Aaron Facer catches the new touring production from, Tri Darn / Three Works, from Ballet Cymru at the Riverfront Theatre in Newport.
For three beautifully presented works that would manage wonderfully in isolation, together they work not only as a showcase of dance created by some of the most exciting female artists working today, but also as a manifesto for ballet and for any interpretive art. The variety is astounding. One work is a celebration of harpist and Ballet Cymru patron Catrin Finch’s music; the second an exposition of current divisions in society; and then the final piece is an experimental and sensually stunning engagement with functioning systems and our own balance with the natural and technological parts of our world. However different, all three demonstrate and invite an act of interpretation.
Musically, Celtic Concerto is in three parts: Jig a Jig, Hiraeth and Solstice – a collaboration between Finch and composer John Rutter. With the simplicity of both costume and set, the synthesis of music and movement is exposed in the first of the three works. There is an elegance in the minimalism of this work, the only stage decoration being a projected Celtic pattern in the background. In plain black-and-grey outfits, the animation and motion of each dancer is the forefront of attention.

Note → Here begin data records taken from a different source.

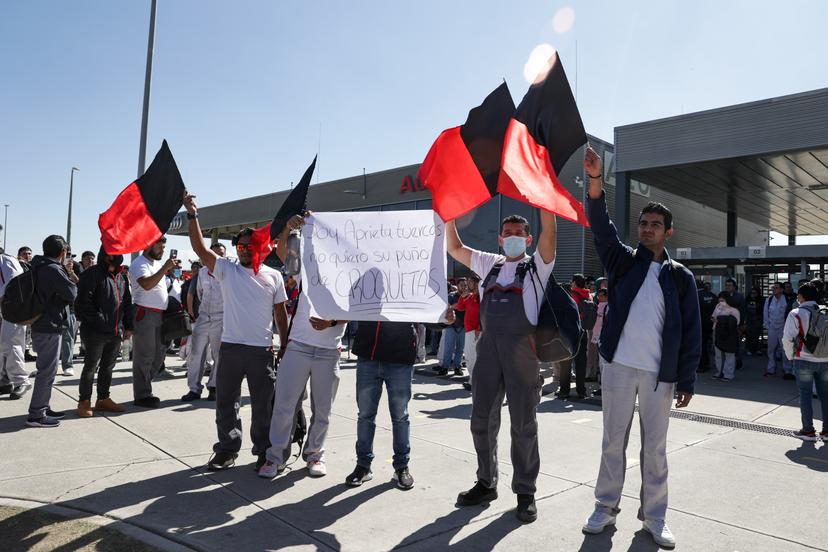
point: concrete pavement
(747, 488)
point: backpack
(588, 311)
(21, 303)
(558, 333)
(816, 340)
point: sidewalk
(736, 483)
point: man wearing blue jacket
(650, 347)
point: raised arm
(548, 241)
(455, 247)
(208, 258)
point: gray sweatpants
(620, 386)
(237, 362)
(506, 364)
(148, 351)
(299, 363)
(206, 333)
(12, 346)
(48, 357)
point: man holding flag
(253, 295)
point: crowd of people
(648, 328)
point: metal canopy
(766, 161)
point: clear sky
(241, 89)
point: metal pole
(142, 152)
(5, 226)
(69, 216)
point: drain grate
(727, 422)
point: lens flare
(539, 63)
(563, 20)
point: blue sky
(241, 88)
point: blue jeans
(455, 338)
(397, 377)
(808, 373)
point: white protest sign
(388, 265)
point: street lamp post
(142, 151)
(5, 225)
(69, 217)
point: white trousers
(12, 347)
(620, 386)
(470, 352)
(206, 333)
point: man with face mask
(104, 308)
(506, 362)
(206, 332)
(650, 347)
(56, 290)
(251, 299)
(149, 293)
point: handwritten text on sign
(388, 265)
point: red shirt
(470, 304)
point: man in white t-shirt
(506, 363)
(650, 346)
(14, 378)
(251, 300)
(148, 285)
(312, 353)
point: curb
(122, 526)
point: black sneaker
(360, 475)
(45, 421)
(476, 495)
(527, 510)
(147, 402)
(191, 396)
(805, 435)
(404, 479)
(222, 460)
(19, 391)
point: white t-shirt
(154, 298)
(482, 263)
(303, 332)
(640, 342)
(248, 302)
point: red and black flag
(462, 167)
(142, 212)
(545, 131)
(296, 203)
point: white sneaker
(660, 532)
(596, 523)
(270, 469)
(316, 468)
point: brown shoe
(108, 405)
(84, 409)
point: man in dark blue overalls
(506, 362)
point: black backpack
(558, 333)
(21, 302)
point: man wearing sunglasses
(251, 301)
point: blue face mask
(514, 246)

The achievement of Darius James and Amy Doughty’s choreography is a beautiful rawness on the stage, the entire swell of emotion in the music translated perfectly into motion. The rapid adagios in Solstice are mirrored by the kingfisher-like movement on the stage, the dancer’s legs like the vibrating strings of an instrument. In the quiet brooding of Hiraeth, the dancers move elegantly and smoothly as if they are an inch off the stage floor.
For all of its aesthetic minimalism, there is a mythic quality on the stage, possibly due to the music and the pattern in the background. Nonetheless, this quality is engaged with beautifully in the choreography. It feels like the evocation of a past that is half-imagined and half-present, the result being entrancing and mesmerising.
Any flirting with mythological enchantments is immediately done away with by the dynamism of the second part. There is tension and drama pouring from the stage, the baroque explosion of Henry Purcell’s music blasting any echo of the last work from the air. The drama evident in Patricia Vallis’ choreography, the emotion in the movement seems deeper and darker. The dancers wear thin kilts, suggesting a kind of tribalism as fractions and cliques are pitted against each other. The theme of division is also presented through the stage decoration. A light rig is lowered into view, creating a clear horizontal line from left to right: perhaps both a symbol of fracturing and of binary oppositions.
The most captivating part of Divided We Stand is its last section, as three pairs grapple together and express a tension between male and female. The movement of the male dancers is at times subtle, but is also antagonistic and confining. It is an obvious power struggle between female and male as well as between mind and body. Almost paradoxically, there seem to be moments of tenderness in this section where both members of the pairs mirror each other, acting almost symbiotically. Together, they stretch out to the air and reach out, as if what drives the struggle is a mutual desire or need. But it is never reached as the image repeats itself, a motif haunting the stage.
Balance is the theme presented in the final work, played out physically and conceptually as Wired to the Moon goes on. The aesthetic sparsity of the first two works is done away with. Two stacks of T.V. screens are piled and plants are placed behind and beside them, almost as if they’re sprouting from the screens. A two-hour countdown on a clock is suspended in the air and white wooden boxes are scattered the floor. How the dancers interact with these boxes is the main point of attention before the music starts – and it continues to be important throughout – visually presenting this theme of balance, of fragility and risk. Even the costumes reflect the theme: the dancers in black suits with white underclothes beneath. The ratio of dark-to-light shifts as more of the dancers strip off jackets and trousers.
Early on, all but one of the dancers sit on their boxes like kids in a schoolroom. Only there is no joking around or playing – only total, unsupervised uniformity and disconnection from those around them. Each box is its own planet. But as the last dancer comes on, the stage bustles to life. The urban field music of traffic and crowds is slowly drowned out by Katya Richardson’s score, which in itself exists in a balance between organic orchestral music and electronica.
Halfway through, the music fades to introduce natural sounds of birdsong, flowing water and the buzzing of bees. As the piece goes on and the timer in the air speeds up, the sense of an inevitable end being at hand becomes stronger. This is exemplified by the ticking of a stopwatch which gets louder as the piece draws to a finish, suggesting the catastrophic implications of a lack of balance between our developing world and our natural environment.
These Three Works certainly fit the bill they set themselves: showcasing some of the best dance produced by female artists and some of the best dance made in Wales. But it also manages to move beyond this. The whole performance is really a presentation of the power of the artform itself. It is first shown simply and at its bare bones, but as the symbolism and emotion onstage rocket, so does the magic.